Using local radio to tackle illegal migration in Africa
African radio journalists are being trained to report on illegal immigration – or irregular migration – in the hope that they can deter the local population from taking the dangerous migration routes towards Europe.
Aware Migrants is a campaign by IOM (the International Organisation for Migration) to raise awareness of the dangers of illegal immigration. One aspect of the campaign consists in training journalists from community radios in Africa. A training programme took place at the end of last year in Niger and Senegal comprising a few radio stations selected by AMARC, the World Association of Community Radios, based in Brussels.
"If you are going to migrate, migrating irregularly is not the best way. We think it is particularly important to get the message to the public in these countries of origin. And what better way to do that than through radio, especially community radios", Leonard Doyle, a spokesperson for IOM says.
He adds that IOM is trying "peer to peer communication" instead of using the usual channels like government agencies or international organisations telling people that they shouldn’t migrate irregularly. IOM prefers to leave it to the returnees, the migrants that returned to their countries of origin, to tell stories about their ordeals.
"People for whatever reason feel that they don’t have a lot of hope at home and [even though] the numbers are declinining, people are taking greater and more dangerous risks.
"Anybody who thinks that going through Libya is a clever idea needs to have their head examined because people are being taken off the bus, they are being exploited by criminal gangs, migrants have become the economy of that sad and benighted country due to a lack of governance," adds Doyle.
Using local languages
Jean-Luc Mootoosamy is the director of Media Expertise and the journalist who conducted the short training programmes in Niger and Senegal. He felt it was particularly important to use local languages and ensure that the reports remain factual, not carrying any value judgement towards either potential migrants or returnees.
"It was quite difficult to find the right angle.They [the journalists] know that lots of people are leaving and that there are lots of smugglers also in town who do not want them to report on these stories. They don’t really know how to address this question. We worked on not telling [the listeners] what to do but rather open the mic to testimonies of people who came back so that they can tell their stories," says Mootoosamy.
Codou Loume is a journalist with Radio Oxyjeunes, based in the town of Pikine in Senegal. She was among the journalists selected to attend the four-day training session in Dakar. Loume feels the training helped changed the way she now reports on irregular migration. She has been reporting on this issue for the past five years and, prior to the training, relied heavily on information gathered on the internet, from international media organisations or other institutions like the United Nations or IOM.
"All that we gave was negative. We used exactly the [same] words that the occidental [western] media used. We did not used our own words," Codou Loume says.
She said that she now understands the importance of giving the opportunity to the migrants to use their own words to explain what happened to them when they left the country illegally.
"The training teached me... to do a spot, before I never did that. I never did the portrait of a migrant. And it made a big difference because it is after that training that people came to me and told me I decided to go but now I [will] stay in Senegal and work here", adds Loume.
Baba Sy is one of the listeners of Radio Oxyjeunes who changed his mind about paying smugglers a large sum of money to smuggle him to Europe. After listening to one of the radio programmes he opted to stay and invest the money he saved in Pikine.
"I was shocked by the testimonies I heard from migrants who came back. The hardship they faced, the abuse, those who were killed… And the huge amount of money they lost. But I would like to ask IOM to help the migrants before they leave and not wait until they are sent back home.You should help people when they most need it. And if IOM cannot do any of that, can it refund some of the money spent by the migrants ? I cried a lot when listening to the programme and I thought I was lucky not to have left."
Baba Sy’s interview was aired on Radio Oxyjeunes in woloff, one of the main languages spoken in Senegal. Using local languages instead of "western" languages such as French or English – incidentally the language of former colonial powers – is important for the listeners to relate to the message broadcast.

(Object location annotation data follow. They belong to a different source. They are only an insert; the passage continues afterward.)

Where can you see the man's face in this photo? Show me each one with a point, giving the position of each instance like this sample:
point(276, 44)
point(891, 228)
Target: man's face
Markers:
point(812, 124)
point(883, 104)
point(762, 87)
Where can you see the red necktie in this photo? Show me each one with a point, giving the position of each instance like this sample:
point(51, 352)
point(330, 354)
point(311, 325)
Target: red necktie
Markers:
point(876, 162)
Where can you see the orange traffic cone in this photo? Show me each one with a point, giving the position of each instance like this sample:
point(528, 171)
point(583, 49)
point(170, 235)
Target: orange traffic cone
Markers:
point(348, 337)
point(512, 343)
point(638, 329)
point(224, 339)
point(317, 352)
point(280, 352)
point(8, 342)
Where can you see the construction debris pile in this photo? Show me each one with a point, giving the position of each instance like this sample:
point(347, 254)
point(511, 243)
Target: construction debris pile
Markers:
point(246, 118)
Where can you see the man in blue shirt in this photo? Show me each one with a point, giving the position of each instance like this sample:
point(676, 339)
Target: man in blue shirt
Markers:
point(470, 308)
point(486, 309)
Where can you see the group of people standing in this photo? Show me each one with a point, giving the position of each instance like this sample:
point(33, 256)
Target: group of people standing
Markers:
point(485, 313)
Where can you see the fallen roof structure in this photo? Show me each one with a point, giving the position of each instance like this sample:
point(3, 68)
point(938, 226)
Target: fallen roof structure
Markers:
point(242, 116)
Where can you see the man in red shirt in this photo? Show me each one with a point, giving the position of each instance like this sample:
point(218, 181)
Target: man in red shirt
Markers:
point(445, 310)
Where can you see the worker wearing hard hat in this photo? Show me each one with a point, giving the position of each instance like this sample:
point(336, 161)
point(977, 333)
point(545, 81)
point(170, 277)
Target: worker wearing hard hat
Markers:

"We tried to have as many local languages as possible [during the training]. It [touches] people’s heart in a way French or English won’t. When some stories come from abroad, they say that it is some kind of manipulation from countries which don’t want to see migrants coming. Talking to them in the language [they use] to express their emotions, also helps them to build their opinion," says Jean-Luc Mootoosamy.
He admits that the most difficult aspect of the training was to "deconstruct" what the journalists were doing before. They tend to do very long interviews, out of which they would take only one minute for the broadcasts.

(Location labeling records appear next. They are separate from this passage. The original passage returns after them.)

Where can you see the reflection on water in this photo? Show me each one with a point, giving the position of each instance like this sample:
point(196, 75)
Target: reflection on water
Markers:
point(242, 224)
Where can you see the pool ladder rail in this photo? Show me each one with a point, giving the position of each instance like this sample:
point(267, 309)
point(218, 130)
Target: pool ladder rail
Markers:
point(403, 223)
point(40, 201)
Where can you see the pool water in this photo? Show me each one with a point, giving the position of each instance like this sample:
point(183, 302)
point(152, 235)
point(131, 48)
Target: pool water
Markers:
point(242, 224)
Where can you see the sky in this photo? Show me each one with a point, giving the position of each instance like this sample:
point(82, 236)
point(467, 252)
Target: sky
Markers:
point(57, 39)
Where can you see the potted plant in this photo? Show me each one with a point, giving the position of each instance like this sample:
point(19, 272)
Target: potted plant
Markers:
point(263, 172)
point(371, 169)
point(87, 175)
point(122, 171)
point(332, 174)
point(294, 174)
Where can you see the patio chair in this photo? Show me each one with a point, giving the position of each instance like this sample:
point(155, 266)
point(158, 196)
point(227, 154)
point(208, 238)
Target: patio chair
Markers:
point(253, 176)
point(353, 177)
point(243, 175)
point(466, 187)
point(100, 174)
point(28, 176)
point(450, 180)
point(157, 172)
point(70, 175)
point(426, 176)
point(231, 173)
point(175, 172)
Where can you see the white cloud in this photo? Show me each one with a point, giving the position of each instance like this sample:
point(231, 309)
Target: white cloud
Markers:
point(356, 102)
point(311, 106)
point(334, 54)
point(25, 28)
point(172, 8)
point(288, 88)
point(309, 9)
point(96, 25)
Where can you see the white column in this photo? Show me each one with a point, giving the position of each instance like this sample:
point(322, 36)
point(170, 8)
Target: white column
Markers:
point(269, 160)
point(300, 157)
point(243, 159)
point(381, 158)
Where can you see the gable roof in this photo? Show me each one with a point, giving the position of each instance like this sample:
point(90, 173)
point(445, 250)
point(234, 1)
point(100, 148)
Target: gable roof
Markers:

Mootoosamy said that there was a wealth of untapped information at their disposal. So, they worked on interviews the journalists did, isolating various extracts that may be used for various purposes : a spot, a portrait, gathering information for a debate…
Niger and Senegal were the first two countries where Aware Migrants’ initiative of training local radio journalists took place. It may be extended to other countries but, according to IOM, only if it gathers the funds to do so.